Why do I see a large performance hit with DRBD?

Question

I see a much larger performance hit with DRBD than their user manual says I should get. I'm using DRBD 8.3.7 (Fedora 13 RPMs).

I've setup a DRBD test and measured throughput of disk and network without DRBD:

dd if=/dev/zero of=/data.tmp bs=512M count=1 oflag=direct
536870912 bytes (537 MB) copied, 4.62985 s, 116 MB/s

/ is a logical volume on the disk I'm testing with, mounted without DRBD

iperf:

[  4]  0.0-10.0 sec  1.10 GBytes   941 Mbits/sec

According to Throughput overhead expectations, the bottleneck would be whichever is slower, the network or the disk and DRBD should have an overhead of 3%. In my case network and I/O seem to be pretty evenly matched. It sounds like I should be able to get around 100 MB/s.
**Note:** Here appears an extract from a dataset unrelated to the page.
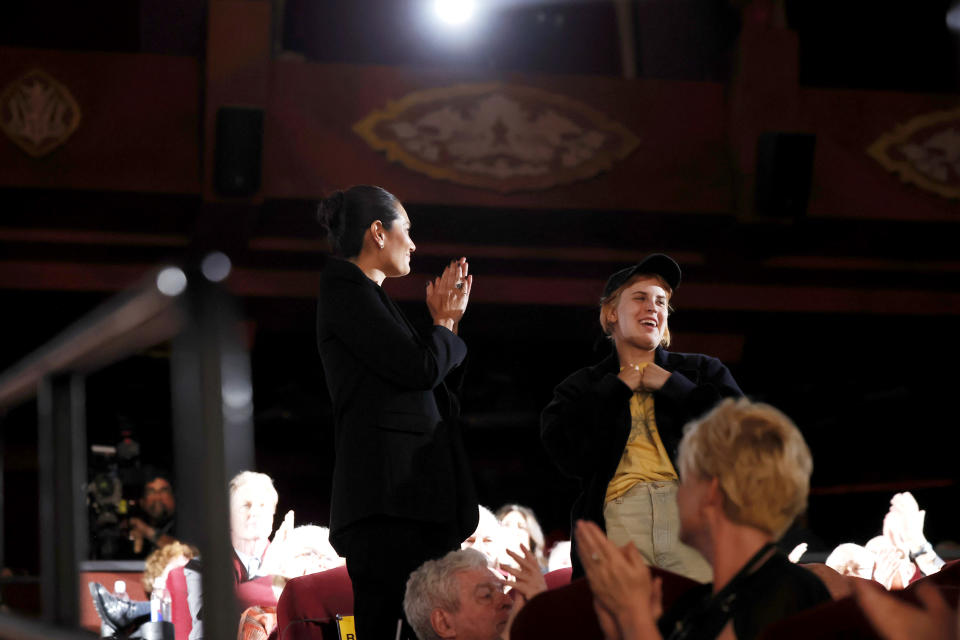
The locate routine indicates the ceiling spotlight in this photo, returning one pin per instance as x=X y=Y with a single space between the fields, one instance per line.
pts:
x=454 y=12
x=953 y=17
So, with the raw drbd device, I get

dd if=/dev/zero of=/dev/drbd2 bs=512M count=1 oflag=direct
536870912 bytes (537 MB) copied, 6.61362 s, 81.2 MB/s

which is slower than I would expect. Then, once I format the device with ext4, I get

dd if=/dev/zero of=/mnt/data.tmp bs=512M count=1 oflag=direct
536870912 bytes (537 MB) copied, 9.60918 s, 55.9 MB/s

This doesn't seem right. There must be some other factor playing into this that I'm not aware of.

global_common.conf

global {
usage-count yes;
}

common {
protocol C;
}

syncer {
al-extents 1801;
rate 33M;
}

data_mirror.res

resource data_mirror {
    device /dev/drbd1;
    disk   /dev/sdb1;

    meta-disk internal;

    on cluster1 {
       address 192.168.33.10:7789;
    }

    on cluster2 {
       address 192.168.33.12:7789;
    }
}

For the hardware I have two identical machines:

6 GB RAM
Quad core AMD Phenom 3.2Ghz
Motherboard SATA controller
7200 RPM 64MB cache 1TB WD drive

The network is 1Gb connected via a switch. I know that a direct connection is recommended, but could it make this much of a difference?

Edited

I just tried monitoring the bandwidth used to try to see what's happening. I used ibmonitor and measured average bandwidth while I ran the dd test 10 times. I got:

avg ~450Mbits writing to ext4
avg ~800Mbits writing to raw device

It looks like with ext4, drbd is using about half the bandwidth it uses with the raw device so there's a bottleneck that is not the network.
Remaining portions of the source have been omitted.